Heavy horse power was brought in to move two giant oak trees at a woodland nature reserve near Guildford. The 200-year-old oaks, which were blown down in storms in March, are destined for use in the restoration of a local boardwalk.
Surrey Hills Horseman Daniel Brown and his Comtois horse Tooky worked in perfect harmony as they tackled the removal job at Cucknell’s Wood – a Surrey Wildlife Trust site near Shamley Green, Guildford.
As a crowd of volunteers and locals looked on, Tooky flexed his muscles to shift two tonnes of solid English oak – the traditional way.Surrey Hills Horseman Daniel Brown and his Comtois horse Tooky worked in perfect harmony as they tackled the removal job at Cucknell’s Wood – a Surrey Wildlife Trust site near Shamley Green, Guildford.
Trust Ranger Leo Jennings said horses had been chosen rather than heavy machinery, because of their minimal impact on the ancient woodland and ability to access tricky sites.
“The ideal solution for ancient woodland sites with soft soil is heavy horses,” he said. “These gentle giants can turn on the spot, they have an infallible traction control system, they can step over obstacles and they do not wheel-spin!
“Although they sometimes work more slowly than machinery, they leave barely any mark and this is vital to ensuring the structure of the ancient woodland soil is not destroyed and is a far more appropriate tool for a nature reserve. Sometimes the old ways are the best.”
The huge oaks will now be processed at the Trust’s own sawmill at Norbury Park, near Dorking, before being used to rebuild a rotting boardwalk at the Trust’s nature reserve on Chitty’s Common, near Guildford.
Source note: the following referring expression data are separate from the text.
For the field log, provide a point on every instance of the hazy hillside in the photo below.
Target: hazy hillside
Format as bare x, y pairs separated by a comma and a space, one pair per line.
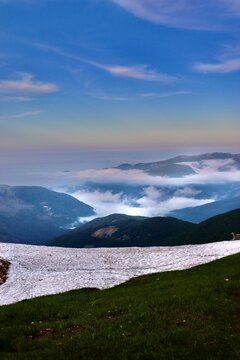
119, 231
178, 166
32, 215
203, 212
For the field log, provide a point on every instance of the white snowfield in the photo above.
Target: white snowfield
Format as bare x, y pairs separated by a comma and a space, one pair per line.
37, 271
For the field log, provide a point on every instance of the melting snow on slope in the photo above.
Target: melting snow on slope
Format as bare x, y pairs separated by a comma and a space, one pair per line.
37, 271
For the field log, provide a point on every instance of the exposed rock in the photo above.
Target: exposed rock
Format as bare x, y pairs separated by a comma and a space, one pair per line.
105, 232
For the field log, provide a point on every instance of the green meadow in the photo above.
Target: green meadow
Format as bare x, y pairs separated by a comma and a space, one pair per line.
190, 314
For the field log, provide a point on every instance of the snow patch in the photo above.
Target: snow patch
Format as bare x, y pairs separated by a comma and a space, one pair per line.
37, 271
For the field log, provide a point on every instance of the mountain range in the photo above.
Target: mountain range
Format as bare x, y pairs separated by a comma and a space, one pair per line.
178, 166
33, 214
123, 231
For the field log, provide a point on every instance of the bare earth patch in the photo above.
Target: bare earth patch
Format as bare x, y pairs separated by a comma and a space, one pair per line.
105, 232
4, 266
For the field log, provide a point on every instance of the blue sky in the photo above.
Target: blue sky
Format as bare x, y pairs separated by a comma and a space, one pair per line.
119, 74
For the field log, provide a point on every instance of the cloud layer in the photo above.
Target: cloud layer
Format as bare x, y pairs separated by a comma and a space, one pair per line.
26, 84
187, 14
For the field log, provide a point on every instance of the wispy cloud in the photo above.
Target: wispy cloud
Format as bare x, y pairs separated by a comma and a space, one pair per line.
187, 14
26, 84
227, 66
6, 98
144, 96
165, 94
139, 72
20, 115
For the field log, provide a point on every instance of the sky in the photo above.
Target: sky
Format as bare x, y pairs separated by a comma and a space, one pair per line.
109, 75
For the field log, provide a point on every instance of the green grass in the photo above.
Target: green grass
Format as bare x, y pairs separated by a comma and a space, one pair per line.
192, 314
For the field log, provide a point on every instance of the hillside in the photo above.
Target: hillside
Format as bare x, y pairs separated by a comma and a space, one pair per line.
204, 212
191, 314
181, 165
120, 230
33, 214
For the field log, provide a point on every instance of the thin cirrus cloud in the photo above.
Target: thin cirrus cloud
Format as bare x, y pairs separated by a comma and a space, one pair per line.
6, 98
20, 115
144, 96
138, 72
186, 14
224, 67
27, 84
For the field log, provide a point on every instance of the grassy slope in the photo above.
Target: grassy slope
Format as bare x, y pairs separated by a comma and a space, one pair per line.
192, 314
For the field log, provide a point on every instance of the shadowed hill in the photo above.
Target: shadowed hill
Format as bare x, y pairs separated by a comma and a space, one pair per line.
33, 214
121, 230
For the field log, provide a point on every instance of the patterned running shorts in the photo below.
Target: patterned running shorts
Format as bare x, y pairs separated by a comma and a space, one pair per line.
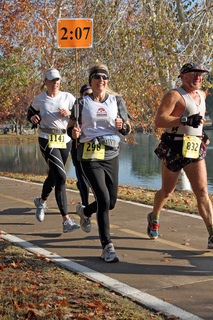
171, 154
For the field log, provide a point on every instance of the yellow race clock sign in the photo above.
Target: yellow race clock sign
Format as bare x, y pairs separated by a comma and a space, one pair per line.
74, 33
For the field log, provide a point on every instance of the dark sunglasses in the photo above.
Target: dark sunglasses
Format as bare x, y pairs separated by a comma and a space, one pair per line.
98, 77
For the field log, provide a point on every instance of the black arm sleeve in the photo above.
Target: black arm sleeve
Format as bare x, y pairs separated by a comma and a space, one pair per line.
73, 112
31, 112
122, 110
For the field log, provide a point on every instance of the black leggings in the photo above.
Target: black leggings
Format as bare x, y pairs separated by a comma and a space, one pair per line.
103, 179
82, 183
56, 160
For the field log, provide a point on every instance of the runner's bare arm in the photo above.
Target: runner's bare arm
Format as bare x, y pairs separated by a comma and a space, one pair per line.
170, 110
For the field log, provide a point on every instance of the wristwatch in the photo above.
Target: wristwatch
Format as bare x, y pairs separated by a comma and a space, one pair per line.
183, 120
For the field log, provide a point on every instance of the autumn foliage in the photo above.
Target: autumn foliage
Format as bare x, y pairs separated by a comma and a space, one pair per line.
144, 43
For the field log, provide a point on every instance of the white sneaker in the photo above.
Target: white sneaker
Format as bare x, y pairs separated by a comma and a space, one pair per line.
109, 254
85, 222
69, 225
40, 209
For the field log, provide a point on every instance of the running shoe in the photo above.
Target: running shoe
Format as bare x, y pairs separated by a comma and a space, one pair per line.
69, 225
210, 242
40, 209
109, 254
85, 222
153, 227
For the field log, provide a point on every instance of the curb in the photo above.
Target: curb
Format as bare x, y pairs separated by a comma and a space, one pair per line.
146, 300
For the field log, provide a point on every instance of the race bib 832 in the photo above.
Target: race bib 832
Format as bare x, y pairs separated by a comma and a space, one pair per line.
191, 147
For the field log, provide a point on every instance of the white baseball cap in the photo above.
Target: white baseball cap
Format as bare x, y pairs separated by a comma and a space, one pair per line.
51, 74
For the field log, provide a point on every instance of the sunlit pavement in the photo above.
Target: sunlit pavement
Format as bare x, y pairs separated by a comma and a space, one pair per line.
176, 269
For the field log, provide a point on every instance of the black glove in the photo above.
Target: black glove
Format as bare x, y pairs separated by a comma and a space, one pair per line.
69, 132
194, 120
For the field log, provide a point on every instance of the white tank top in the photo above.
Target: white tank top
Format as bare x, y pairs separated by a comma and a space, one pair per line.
50, 116
98, 118
191, 107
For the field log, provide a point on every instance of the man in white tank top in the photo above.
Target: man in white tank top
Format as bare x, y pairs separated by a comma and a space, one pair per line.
181, 113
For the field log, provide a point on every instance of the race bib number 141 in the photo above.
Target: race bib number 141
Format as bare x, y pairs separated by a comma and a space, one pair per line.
57, 141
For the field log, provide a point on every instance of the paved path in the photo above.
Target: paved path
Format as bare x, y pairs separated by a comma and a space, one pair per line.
173, 274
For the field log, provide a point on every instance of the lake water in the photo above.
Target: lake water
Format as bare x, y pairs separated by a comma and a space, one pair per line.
139, 166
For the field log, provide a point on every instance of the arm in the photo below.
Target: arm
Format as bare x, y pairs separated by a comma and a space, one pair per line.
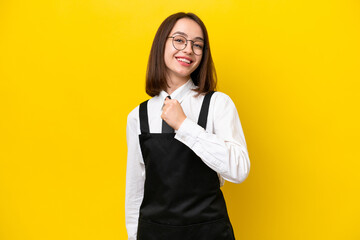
225, 150
135, 176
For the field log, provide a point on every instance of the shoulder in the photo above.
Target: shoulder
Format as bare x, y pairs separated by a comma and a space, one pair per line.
133, 116
220, 99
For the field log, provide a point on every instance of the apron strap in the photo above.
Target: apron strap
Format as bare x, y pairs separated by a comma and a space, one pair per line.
144, 123
205, 109
143, 116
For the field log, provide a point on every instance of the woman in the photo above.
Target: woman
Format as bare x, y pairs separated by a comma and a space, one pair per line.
183, 143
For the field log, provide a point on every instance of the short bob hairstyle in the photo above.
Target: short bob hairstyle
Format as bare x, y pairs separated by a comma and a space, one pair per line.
204, 75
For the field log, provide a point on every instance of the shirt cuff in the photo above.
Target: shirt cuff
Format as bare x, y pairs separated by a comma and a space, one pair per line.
188, 132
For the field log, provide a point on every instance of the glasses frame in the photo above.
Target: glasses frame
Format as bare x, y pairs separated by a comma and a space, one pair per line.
187, 40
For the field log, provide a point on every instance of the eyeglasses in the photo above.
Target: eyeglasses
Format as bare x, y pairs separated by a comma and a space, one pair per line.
180, 43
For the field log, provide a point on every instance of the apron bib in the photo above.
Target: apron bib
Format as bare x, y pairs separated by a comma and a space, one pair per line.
182, 196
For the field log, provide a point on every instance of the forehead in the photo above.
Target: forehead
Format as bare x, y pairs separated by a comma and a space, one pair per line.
188, 27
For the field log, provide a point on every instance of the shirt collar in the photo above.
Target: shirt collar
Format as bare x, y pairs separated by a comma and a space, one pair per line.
180, 92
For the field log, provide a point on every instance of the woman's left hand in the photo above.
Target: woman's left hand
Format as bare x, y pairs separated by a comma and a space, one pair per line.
172, 113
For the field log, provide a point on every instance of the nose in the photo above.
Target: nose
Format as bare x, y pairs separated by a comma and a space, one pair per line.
188, 48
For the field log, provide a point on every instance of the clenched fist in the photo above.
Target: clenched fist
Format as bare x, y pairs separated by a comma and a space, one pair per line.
172, 113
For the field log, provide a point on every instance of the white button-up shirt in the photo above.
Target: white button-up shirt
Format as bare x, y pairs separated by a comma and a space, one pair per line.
221, 146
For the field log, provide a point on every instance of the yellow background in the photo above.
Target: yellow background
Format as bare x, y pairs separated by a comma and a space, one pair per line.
71, 71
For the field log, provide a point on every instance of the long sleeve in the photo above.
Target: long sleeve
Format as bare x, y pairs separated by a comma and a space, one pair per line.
135, 176
225, 149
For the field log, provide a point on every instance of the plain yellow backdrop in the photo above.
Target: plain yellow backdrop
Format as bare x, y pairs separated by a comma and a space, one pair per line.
71, 71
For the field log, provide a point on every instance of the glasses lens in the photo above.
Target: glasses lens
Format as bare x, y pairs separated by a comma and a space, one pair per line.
179, 42
198, 47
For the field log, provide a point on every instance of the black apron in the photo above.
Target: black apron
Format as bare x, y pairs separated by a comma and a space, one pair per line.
182, 196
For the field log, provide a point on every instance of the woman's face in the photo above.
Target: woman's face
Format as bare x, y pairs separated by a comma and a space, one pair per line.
176, 68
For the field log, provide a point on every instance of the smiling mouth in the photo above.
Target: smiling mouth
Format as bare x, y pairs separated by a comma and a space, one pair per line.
184, 60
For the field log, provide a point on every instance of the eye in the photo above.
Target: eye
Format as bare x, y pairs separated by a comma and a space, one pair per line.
179, 40
198, 46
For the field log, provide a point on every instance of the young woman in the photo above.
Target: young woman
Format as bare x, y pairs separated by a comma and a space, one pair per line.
183, 143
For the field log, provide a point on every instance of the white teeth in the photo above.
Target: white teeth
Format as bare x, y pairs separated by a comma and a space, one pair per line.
183, 60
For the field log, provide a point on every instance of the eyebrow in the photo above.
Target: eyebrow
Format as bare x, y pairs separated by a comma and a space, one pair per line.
184, 34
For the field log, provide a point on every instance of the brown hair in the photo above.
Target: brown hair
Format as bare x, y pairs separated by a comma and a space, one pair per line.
204, 75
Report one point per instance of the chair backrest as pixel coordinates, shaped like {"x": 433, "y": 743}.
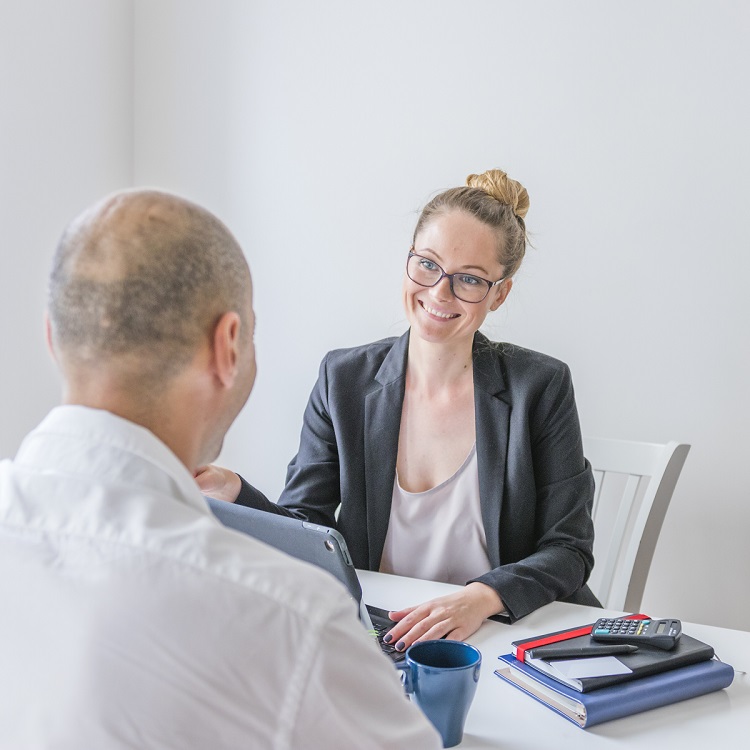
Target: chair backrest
{"x": 634, "y": 484}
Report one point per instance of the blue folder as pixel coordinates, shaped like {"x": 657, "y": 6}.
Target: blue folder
{"x": 616, "y": 701}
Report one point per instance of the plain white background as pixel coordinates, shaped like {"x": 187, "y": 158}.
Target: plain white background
{"x": 318, "y": 130}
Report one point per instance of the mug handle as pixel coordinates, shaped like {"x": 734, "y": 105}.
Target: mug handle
{"x": 406, "y": 680}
“It’s really rewarding to see a fallen oak put to good use,” added Leo. “These trees, which have grown in a Surrey Wildlife Trust woodland, will be processed at our own sawmill at Norbury Park, then used to repair a boardwalk at one of our nearby nature reserves – it’s a fantastic example of sustainable forestry.
“We are committed to using our own timber wherever possible in preference to buying in, for reasons of timber miles, self-sufficiency and traceability – let alone cost! Oak is extremely durable, so perfect for use on the boardwalk, which should be enjoyed by local people for generations to come.”